Moment de grâce : un jeune basketteur, seul sur scène, fait quelques dribbles. On comprendra bientôt qu’il s’agit de « l’aigle », cet oiseau qui, chez Dostoïevski, amuse les prisonniers, mais que Warlikowski a choisi ici d’humaniser. La mise en scène sera en effet placée sous le signe de l’humain, des trésors que chacun de nous porte au fond de soi et qu’on ne peut qu’apercevoir à la dérobée, le temps de quelques paniers. Mais tout de suite, le rideau (de fer) s’abaisse : Michel Foucault apparaît, démontant méthodiquement notre système judiciaire avec la même froideur que le mur métallique sur lequel il est projeté. Surveiller et punir : le programme est bien choisi pour cet opéra, dont Warlikowski fait une véritable parabole de la condition humaine. Malgré la métaphore, le réel est bien là. Les tons sont froids, les gardiens sont si sévères et silencieux qu’ils semblent faire partie du décor. La seule chaleur ne peut venir que de cette humanité emprisonnée, animée par la même peur de la mort que le condamné dont des extraits d’interview seront projetés plus tard.
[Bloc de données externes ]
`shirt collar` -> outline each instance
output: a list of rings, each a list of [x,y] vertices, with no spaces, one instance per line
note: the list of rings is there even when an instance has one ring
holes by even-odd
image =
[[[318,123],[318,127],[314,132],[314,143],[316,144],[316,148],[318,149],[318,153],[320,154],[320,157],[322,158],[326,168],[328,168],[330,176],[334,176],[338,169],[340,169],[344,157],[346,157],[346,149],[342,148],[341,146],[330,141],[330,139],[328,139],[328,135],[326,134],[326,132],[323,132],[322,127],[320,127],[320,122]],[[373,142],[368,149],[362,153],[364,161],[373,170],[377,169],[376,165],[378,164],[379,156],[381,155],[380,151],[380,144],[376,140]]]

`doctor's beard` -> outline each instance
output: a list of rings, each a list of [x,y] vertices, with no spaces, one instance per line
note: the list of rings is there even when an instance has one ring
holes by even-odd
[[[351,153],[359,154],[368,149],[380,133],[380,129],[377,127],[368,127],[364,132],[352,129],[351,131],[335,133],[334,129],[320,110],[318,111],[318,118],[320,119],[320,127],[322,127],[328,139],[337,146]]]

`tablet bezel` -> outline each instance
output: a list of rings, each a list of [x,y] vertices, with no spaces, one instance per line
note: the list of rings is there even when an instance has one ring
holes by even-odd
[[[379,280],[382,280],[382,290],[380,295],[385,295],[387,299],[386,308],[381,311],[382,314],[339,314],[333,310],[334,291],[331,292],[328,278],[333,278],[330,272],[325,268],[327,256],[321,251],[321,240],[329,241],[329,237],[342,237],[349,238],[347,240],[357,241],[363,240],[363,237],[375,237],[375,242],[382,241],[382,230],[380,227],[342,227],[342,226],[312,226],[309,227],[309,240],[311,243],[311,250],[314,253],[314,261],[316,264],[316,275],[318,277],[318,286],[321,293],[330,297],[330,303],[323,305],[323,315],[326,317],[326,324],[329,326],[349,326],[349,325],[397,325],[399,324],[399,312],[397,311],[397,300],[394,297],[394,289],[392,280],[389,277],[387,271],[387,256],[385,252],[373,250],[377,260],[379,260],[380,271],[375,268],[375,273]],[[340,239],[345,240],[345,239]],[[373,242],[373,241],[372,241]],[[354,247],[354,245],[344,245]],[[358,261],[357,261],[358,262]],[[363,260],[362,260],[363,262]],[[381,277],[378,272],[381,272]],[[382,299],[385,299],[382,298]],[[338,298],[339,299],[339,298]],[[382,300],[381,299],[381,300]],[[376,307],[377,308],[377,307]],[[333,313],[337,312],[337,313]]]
Un lien se tisse ainsi entre la scène et le monde, entre le réel et le représenté. Les différentes couches de cet « ordre du discours » se superposent dans la réjouissante scène du cabaret de l’acte II, lorsque les prisonniers se font tour à tour narrateur de leur propre histoire, qu’ils illustrent à l’aide de pantomimes, de jeux jubilatoirement grotesques et de poupées grandeur nature. Vibrant hommage à tous les arts de la scène, où chacun peut faire le choix d’être son propre pantin, plutôt que d’être celui de quelqu’un d’autre. Comme un contrepoint à cette réflexion, la compagnie Pockemon Crew est présente sur scène, enchaînant acrobaties périlleuses et numéros de breakdance : un choix particulièrement judicieux tant les chorégraphies, oscillant entre la danse et la transe, incarnent l’idée du règlement et du dérèglement des corps, soumis à des impératifs sociaux ou esthétiques.

L’ensemble de la production, impeccablement rodée, évolue avec la même fluidité et la même cohérence, signe d’une complicité sans faille entre Warlikowski et son équipe. Les vidéos de Denis Guéguin s’intègrent avec pertinence au discours, tandis que les décors de Małgorzata Szczęśniak, entre gigantisme glacial et plateformes mobiles, participent du dynamisme de l’ensemble. Dommage que le premier acte soit si long à démarrer, Warlikowski ne faisant dans un premier temps aucune concession sur l’aspect contemplatif et si peu narratif de l’opéra de Janáček.

Ce travail d’orfèvre est porté par un casting volontaire, homogène et talentueux : le marquant Willard White campe avec intelligence et nuances le riche bourgeois désormais condamné. Štefan Margita, au jeu d’acteur toujours alerte, est le parfait Louka, et Károly Szemerédy porte seul toute la première partie de l’acte III par l’incandescence de sa voix. Dans la fosse, l’Orchestre de l’Opéra de Lyon fait montre d’une maîtrise technique à toute épreuve. Mention spéciale à Nicolas Gourbeix, violon supersoliste, qui dès les premières minutes donne aux inattendus accents virtuoses de la partition un lyrisme électrisant.

Sans jamais céder à un mélodramatisme de circonstance, Warlikowski déroule une mise en scène impeccablement chorégraphiée, à la fois froide et grotesque, tendre et cruelle, réaliste et métaphorique. L’opéra terminé, après les dernières mesures, « l’aigle » mutilé marche à nouveau, dribble, marque et referme la boucle. Et le public de le porter en triomphe, lui, Janáček, les musiciens, et tous ces prisonniers qui portent, par leurs talents et leur humanité, un peu de cette lumière qu’ils contemplent derrière les barreaux.